Cloud computing has garnered the attention of the Department of Defense (DoD) as data and computer processing needs grow and budgets shrink. In the meantime, reliable literature on the costs of cloud computing in the government is still limited, but programs are interested in any solution that has potential to control growing data management costs. We found that cloud provider costs can be more or less expensive than traditional information system alternatives because of cost structure variations. RAND looked at the cost drivers for several data management approaches for one acquisition program to develop structured cost considerations for analysts approaching new cloud investments. These considerations can help analysts be comprehensive in their analysis until the DoD can develop more official guidance on cloud computing cost analysis.

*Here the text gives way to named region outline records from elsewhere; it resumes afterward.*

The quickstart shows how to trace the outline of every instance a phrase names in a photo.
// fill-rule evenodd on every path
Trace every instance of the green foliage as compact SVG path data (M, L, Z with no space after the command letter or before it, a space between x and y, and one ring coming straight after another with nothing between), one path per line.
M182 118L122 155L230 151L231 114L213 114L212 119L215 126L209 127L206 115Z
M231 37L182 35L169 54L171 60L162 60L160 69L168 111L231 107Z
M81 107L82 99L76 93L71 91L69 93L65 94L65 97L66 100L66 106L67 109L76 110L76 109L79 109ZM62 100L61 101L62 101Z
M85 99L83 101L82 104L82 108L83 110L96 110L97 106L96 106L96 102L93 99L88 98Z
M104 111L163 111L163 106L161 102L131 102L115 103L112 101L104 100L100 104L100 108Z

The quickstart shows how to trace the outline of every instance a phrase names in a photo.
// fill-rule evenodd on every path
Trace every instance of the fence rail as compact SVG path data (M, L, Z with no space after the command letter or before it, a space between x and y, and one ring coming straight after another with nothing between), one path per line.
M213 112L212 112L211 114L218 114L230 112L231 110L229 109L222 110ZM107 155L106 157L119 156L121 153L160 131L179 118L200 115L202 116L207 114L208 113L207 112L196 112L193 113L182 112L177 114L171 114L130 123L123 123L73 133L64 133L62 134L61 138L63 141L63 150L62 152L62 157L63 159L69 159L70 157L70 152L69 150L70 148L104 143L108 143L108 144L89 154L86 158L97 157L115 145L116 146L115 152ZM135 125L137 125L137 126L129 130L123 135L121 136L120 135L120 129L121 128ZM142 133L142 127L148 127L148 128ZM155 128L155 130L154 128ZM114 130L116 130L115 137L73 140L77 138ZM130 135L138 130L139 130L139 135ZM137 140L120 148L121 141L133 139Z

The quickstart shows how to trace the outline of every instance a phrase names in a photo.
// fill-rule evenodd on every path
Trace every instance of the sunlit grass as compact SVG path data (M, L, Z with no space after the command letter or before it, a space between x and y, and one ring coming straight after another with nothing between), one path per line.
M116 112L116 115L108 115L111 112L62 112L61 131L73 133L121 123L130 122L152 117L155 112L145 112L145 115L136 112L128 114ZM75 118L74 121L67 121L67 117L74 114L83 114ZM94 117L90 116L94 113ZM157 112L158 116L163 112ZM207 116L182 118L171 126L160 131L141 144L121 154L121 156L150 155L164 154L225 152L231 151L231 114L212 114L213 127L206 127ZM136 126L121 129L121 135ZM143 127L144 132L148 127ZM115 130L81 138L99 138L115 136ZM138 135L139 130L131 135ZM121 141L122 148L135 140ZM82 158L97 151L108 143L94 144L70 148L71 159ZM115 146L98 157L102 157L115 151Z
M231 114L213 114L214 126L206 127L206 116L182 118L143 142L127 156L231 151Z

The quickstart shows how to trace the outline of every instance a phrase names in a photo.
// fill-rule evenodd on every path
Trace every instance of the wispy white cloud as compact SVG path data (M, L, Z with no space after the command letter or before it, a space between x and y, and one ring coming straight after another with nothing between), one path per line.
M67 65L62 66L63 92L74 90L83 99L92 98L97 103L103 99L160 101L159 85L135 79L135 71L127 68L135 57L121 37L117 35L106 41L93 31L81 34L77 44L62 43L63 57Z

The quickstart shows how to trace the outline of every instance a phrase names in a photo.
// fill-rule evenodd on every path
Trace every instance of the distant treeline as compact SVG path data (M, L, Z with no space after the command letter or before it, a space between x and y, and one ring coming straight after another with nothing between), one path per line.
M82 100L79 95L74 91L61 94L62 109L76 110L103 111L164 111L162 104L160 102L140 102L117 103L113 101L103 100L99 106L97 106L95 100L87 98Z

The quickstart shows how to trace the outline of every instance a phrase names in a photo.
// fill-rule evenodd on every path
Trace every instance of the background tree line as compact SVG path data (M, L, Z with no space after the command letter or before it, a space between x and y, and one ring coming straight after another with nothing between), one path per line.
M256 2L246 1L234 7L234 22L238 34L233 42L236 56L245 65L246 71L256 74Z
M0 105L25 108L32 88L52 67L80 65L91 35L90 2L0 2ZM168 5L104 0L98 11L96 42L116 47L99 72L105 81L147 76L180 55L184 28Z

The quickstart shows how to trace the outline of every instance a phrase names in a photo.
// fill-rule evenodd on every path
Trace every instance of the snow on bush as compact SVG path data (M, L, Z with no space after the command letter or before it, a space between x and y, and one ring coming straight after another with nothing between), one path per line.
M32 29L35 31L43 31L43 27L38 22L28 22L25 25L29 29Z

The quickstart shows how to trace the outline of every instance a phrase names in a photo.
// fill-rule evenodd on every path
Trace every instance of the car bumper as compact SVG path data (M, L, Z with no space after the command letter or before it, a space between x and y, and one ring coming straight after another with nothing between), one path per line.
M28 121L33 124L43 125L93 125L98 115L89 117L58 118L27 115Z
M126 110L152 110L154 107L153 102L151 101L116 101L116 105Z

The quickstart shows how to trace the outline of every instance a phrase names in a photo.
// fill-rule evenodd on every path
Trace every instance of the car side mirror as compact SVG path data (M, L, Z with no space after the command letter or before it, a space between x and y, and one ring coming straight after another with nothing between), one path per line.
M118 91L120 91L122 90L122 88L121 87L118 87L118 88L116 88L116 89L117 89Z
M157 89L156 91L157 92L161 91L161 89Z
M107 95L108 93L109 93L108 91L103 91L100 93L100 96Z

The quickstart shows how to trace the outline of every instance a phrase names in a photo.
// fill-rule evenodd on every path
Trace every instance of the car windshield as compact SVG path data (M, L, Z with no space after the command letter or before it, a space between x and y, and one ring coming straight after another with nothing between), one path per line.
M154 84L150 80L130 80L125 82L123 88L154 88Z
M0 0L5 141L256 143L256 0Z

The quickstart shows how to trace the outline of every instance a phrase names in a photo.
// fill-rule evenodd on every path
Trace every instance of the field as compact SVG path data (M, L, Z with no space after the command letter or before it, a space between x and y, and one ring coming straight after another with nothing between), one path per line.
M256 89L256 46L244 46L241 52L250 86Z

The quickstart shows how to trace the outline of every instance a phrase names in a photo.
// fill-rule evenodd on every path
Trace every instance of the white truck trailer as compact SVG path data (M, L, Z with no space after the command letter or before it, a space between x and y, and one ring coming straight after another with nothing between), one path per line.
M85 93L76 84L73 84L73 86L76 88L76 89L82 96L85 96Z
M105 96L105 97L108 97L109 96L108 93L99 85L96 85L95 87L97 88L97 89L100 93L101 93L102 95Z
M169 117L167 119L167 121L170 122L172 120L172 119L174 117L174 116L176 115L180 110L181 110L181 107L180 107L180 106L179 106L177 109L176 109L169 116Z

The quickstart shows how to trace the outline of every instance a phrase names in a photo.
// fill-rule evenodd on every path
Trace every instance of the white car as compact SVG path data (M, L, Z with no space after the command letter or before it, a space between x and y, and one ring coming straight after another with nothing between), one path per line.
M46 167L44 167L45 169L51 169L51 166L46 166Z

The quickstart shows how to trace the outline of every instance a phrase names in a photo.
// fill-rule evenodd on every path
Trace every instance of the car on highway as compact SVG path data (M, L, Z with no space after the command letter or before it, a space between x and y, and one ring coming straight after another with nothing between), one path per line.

The Agile PM Tool: The Trifecta for Managing Cost, Schedule, and Scope (IT-19)

Blaze Smallwood – Cost Analyst, Booz Allen Hamilton
Omar Mahmoud – Lead Associate, Booz Allen Hamilton

Addressing the need to more rapidly develop and field capabilities for the warfighter, more and more software-centric DoD programs are transitioning towards an industry trend called “Agile” software development. While “Agile” is geared towards producing usable software products more rapidly than waterfall or incremental methods, it also requires more flexibility with managing requirements. The main challenge this has created for Program Managers (PMs)is figuring out how to effectively manage cost, schedule, and scope in this flexible, fast-paced development environment. In turn, PMs are looking to cost estimators to provide insight into decisions they should consider that will impact their projects cost, schedule, and scope.

The Agile Program Management Tool: Analysts supporting programs within the Space and Naval Warfare Enterprise have successfully developed an Agile software development management tool that aligns better to “Agile” projects. This Excel-based tool utilizes “Agile” software metrics, such as complexity points, backlogs, and velocity, to estimate a project’s future software development costs, schedule, and scope. The “Agile PM Tool” dynamically updates its projections using a historical data input area, time-phases projections based on user-defined schedule, and utilizes uncertainty analysis to analyze impacts of possible changes in future velocity, all in a matter of minutes. Key outputs of the model include time-phased uncertainty costs, project burndown charts, velocity charts, and a project management analysis section that depicts cost, schedule, or scope impacts of deviations to the original plan.

Benefits: The Agile PM Tool provides a PM insight into the cost, schedule, and scope of the project over time. Actual cost/performance inputs allow for continual tracking and automatically produce updated cost projections. Lastly, the model features various visual outputs that depict key project performance indicators, as well as an automated scenario analysis tool that displays impacts to the project’s cost, schedule, and scope if the project experiences any deviations from its original plan.

Disadvantages: The template requires customization for each specific project, which entails a significant up-front time investment to define the project’s requirements and complexity in detail. Additionally, when this model is implemented on a new project that has not yet begun, the Basis of Estimate is more difficult to defend when compared to traditional approaches for two main reasons: 1) no data from other “Agile” projects is currently used to formulate them, and 2) the main sizing metric used, complexity points, is a subjective measure of complexity that can be unique to the development team of the specific project.

Summary: The growing number of DoD software projects that are adopting an “Agile” development philosophy requires cost estimators to not only adapt the methodologies and metrics they use to estimate software development costs, but also re-think their models to give PMs the information they need to effectively manage these programs. The Agile PM Tool is one manifestation of this trend as it provides a logical, dynamic approach for helping the government effectively manage the cost, schedule, and scope of their “Agile” projects.